ARCH1201 Submission 1

My awesome partner Daina and I were assigned Robert Venturi's Mother House :) It was my first time using white card/plasterboard as a modelling material and (aside from how difficult it is to make walls meet sloping roofs!) i really liked that medium. It had an amazing finish.
My poche emphasises how Venturi's Post Modern work sits firmly on the site (to oppose the Modern preference for elevated structures) and the heaviness of the walls. In elevation, these walls establish a strong silhouette which mocks the clique 'house' facade while in plan, reinforces the rectilinear building shape as it was based upon a longitudinal axis.


The exploded axonometric program reveals the separation of the house into public and private sectors. The left, as suggested by the walls, are private bedrooms while the right is the lounge, dining and kitchen area. It also portrays the fireplace and staircase as the central elements to the home.

Through the parti, Venturi's creation and deliberate disruption of Palladian rigidity and symmetry is evident; he moves the portico to inside the house, conglomerates the fireplace and staircase along the central axis so as to cause a diagonal entry and introduces diagonal walls. The sense of harmony prevalent in classical architecture is lost through the conflict suggested by the fireplace and staircase as they battle for dominance; the fireplace is pushed off centre by the stairs, and the stairs narrow halfway due to the chimney.

Then challenging Modern principles, Venturi incorporates only 1 column for structural purposes, applies ornament, uses his facades as 'masks' to hide rather than express internal horizontality, and introduces conflict of scale through the chimney that appears both too large and too small for the house.

I was assigned the front half of the house while Daina did the back and site :) It was an extremely confusing composition as building elements frequently overlapped and invaded others.

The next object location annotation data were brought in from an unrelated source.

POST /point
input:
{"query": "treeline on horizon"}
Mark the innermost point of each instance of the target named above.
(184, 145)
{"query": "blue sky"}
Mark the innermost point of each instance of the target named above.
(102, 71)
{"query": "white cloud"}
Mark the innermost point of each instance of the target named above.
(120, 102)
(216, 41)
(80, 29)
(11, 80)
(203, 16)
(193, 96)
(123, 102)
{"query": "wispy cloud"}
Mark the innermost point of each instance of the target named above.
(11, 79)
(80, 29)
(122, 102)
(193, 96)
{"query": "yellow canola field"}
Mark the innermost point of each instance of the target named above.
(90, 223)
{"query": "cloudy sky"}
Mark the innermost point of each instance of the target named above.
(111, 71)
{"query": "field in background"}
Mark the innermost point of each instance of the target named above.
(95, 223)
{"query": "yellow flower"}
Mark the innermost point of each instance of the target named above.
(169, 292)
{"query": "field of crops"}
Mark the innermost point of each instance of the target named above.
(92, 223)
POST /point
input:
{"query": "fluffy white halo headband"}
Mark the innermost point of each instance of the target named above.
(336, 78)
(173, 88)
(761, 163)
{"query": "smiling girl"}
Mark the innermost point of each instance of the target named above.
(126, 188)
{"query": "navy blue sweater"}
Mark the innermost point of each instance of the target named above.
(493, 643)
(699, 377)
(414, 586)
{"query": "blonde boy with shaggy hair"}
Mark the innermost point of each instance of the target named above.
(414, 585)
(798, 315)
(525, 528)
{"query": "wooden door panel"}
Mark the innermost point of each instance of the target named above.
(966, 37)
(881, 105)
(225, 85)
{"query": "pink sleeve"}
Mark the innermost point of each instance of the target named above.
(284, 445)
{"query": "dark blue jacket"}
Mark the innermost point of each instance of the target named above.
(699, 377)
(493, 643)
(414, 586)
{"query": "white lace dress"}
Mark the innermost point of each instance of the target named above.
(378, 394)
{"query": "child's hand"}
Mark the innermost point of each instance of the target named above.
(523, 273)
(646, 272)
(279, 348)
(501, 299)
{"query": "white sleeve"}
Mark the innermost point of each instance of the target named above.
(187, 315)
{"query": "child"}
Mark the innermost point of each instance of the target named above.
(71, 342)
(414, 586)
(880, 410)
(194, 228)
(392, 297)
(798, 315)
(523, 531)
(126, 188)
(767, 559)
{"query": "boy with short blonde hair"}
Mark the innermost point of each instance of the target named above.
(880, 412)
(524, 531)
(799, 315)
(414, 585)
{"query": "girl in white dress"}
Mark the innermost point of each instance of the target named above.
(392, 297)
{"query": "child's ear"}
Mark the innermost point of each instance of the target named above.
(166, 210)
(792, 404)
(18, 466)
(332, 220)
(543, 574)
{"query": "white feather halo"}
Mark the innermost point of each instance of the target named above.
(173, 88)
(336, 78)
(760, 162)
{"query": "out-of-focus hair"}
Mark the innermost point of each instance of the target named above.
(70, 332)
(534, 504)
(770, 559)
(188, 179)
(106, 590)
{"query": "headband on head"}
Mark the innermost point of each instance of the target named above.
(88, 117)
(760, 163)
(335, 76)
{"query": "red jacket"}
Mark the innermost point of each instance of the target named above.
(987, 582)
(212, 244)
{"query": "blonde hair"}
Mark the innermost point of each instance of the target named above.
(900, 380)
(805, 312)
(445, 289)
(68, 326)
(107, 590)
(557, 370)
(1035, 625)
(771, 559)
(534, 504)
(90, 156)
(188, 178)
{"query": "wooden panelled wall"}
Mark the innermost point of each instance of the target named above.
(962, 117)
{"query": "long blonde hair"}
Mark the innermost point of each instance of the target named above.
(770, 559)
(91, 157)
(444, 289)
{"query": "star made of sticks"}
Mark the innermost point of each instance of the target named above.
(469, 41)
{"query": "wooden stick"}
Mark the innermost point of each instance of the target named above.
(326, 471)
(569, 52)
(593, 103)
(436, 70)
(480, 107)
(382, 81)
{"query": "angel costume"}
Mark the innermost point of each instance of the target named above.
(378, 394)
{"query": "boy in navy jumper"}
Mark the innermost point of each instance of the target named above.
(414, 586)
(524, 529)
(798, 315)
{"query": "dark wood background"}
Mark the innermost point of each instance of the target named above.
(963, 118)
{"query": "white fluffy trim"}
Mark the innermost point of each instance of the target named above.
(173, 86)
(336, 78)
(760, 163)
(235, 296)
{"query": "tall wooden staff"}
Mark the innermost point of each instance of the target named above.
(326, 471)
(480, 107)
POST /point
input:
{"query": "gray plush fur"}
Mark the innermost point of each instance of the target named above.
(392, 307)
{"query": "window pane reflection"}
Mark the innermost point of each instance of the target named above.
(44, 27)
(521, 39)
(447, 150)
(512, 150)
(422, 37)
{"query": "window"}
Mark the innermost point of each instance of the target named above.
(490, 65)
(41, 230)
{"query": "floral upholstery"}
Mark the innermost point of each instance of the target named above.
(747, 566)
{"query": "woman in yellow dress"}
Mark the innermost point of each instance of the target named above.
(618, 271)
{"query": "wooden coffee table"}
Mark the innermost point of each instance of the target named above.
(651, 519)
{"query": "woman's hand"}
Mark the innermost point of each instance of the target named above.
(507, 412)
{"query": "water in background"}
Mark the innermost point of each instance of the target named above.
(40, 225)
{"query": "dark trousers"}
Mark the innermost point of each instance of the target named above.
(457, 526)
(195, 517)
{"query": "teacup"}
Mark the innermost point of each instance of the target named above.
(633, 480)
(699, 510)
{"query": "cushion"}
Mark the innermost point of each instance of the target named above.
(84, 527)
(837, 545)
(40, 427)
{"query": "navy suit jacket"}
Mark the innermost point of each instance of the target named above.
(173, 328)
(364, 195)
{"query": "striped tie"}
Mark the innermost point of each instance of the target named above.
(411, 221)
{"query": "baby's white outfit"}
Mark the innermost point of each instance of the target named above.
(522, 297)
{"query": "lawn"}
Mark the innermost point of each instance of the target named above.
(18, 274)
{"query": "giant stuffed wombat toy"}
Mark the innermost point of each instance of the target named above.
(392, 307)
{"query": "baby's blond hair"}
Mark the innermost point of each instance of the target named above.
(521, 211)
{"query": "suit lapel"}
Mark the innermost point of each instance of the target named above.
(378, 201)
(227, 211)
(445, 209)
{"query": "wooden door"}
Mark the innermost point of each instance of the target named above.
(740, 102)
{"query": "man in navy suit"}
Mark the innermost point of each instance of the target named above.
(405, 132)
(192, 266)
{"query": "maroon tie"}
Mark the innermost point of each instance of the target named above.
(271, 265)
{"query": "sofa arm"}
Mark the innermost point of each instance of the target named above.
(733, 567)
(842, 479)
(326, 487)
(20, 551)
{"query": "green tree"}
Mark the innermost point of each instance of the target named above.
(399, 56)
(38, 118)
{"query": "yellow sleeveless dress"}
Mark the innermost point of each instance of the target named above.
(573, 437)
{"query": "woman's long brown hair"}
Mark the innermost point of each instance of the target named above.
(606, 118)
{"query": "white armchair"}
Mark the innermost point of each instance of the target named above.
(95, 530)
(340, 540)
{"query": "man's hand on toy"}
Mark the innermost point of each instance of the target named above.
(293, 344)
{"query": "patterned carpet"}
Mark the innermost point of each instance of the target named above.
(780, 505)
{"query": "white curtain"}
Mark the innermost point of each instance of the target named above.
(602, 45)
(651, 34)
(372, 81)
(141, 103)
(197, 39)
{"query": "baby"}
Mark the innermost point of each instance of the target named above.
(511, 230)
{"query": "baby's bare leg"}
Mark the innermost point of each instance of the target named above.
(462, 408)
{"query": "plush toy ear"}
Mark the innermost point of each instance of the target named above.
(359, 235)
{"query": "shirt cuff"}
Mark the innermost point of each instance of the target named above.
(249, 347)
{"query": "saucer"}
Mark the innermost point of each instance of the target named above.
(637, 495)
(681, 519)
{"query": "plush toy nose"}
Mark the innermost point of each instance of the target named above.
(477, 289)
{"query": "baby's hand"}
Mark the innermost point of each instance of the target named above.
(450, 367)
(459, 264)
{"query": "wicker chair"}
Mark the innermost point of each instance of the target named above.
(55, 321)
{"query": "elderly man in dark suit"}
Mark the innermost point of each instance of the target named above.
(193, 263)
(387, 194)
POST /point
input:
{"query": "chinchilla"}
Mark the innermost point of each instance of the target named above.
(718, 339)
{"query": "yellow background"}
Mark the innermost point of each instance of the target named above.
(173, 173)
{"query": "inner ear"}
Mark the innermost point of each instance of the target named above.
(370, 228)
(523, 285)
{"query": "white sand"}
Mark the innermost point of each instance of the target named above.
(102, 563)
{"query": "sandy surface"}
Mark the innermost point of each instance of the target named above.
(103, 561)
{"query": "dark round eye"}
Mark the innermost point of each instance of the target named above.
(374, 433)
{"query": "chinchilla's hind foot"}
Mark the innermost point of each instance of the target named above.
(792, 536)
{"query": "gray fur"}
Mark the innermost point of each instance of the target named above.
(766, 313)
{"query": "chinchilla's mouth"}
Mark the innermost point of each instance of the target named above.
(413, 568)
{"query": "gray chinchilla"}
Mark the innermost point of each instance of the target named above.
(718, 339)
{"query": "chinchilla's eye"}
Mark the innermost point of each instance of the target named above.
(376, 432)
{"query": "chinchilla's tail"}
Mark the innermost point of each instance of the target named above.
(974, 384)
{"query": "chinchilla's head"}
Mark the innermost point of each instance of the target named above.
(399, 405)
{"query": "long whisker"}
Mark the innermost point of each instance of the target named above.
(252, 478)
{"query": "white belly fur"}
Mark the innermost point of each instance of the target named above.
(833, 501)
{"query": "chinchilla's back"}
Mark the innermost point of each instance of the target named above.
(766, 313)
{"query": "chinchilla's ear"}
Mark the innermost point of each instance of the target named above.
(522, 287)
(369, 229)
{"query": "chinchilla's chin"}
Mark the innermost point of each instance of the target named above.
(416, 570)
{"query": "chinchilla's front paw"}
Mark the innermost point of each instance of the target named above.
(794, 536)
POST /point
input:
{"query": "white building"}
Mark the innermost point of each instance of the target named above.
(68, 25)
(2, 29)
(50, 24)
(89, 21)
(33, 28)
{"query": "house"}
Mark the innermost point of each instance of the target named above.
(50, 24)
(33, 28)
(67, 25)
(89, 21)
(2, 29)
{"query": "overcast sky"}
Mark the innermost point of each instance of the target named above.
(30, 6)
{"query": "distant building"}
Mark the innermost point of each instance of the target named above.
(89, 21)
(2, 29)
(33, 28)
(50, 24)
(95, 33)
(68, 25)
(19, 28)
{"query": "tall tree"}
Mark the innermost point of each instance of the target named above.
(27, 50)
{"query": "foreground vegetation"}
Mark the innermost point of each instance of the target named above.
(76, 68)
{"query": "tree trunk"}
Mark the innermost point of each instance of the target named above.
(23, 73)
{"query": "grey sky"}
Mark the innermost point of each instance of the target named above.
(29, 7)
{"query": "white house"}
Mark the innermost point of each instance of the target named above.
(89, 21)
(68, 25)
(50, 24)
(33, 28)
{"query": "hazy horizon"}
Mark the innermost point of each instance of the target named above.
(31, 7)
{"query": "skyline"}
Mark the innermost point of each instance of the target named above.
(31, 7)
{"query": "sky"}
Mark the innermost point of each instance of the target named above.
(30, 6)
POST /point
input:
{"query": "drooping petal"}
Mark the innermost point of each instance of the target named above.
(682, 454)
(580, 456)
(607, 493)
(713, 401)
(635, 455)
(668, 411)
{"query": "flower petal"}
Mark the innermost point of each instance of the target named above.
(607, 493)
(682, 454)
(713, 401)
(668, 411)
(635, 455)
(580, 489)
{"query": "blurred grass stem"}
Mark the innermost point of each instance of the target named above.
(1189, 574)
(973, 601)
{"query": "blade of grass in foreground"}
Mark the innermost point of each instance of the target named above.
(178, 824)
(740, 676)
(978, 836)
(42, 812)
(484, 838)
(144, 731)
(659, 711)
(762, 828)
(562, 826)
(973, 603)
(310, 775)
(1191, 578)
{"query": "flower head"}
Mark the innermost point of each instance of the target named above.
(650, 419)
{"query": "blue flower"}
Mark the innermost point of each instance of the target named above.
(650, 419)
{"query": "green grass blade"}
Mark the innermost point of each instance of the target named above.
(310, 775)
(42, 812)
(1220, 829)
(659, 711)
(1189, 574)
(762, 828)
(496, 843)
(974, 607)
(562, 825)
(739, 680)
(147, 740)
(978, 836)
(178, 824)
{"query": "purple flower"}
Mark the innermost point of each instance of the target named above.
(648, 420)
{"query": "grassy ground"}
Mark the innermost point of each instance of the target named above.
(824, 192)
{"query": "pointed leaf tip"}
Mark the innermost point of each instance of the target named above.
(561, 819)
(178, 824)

Daina's wonderful back facade!!




The inside of the front half of the house. We realised only towards the end that there was a basement level and therefore how the chimney also serves a structural purpose. To reinforce how the chimney/fireplace is the core of the building, i made it as a continuous structure where the rest of the house (floors, roof) wrap around it.

1 comment:

Anonymous said...

Ooh nice drawings and model. Really nice, I could never do that.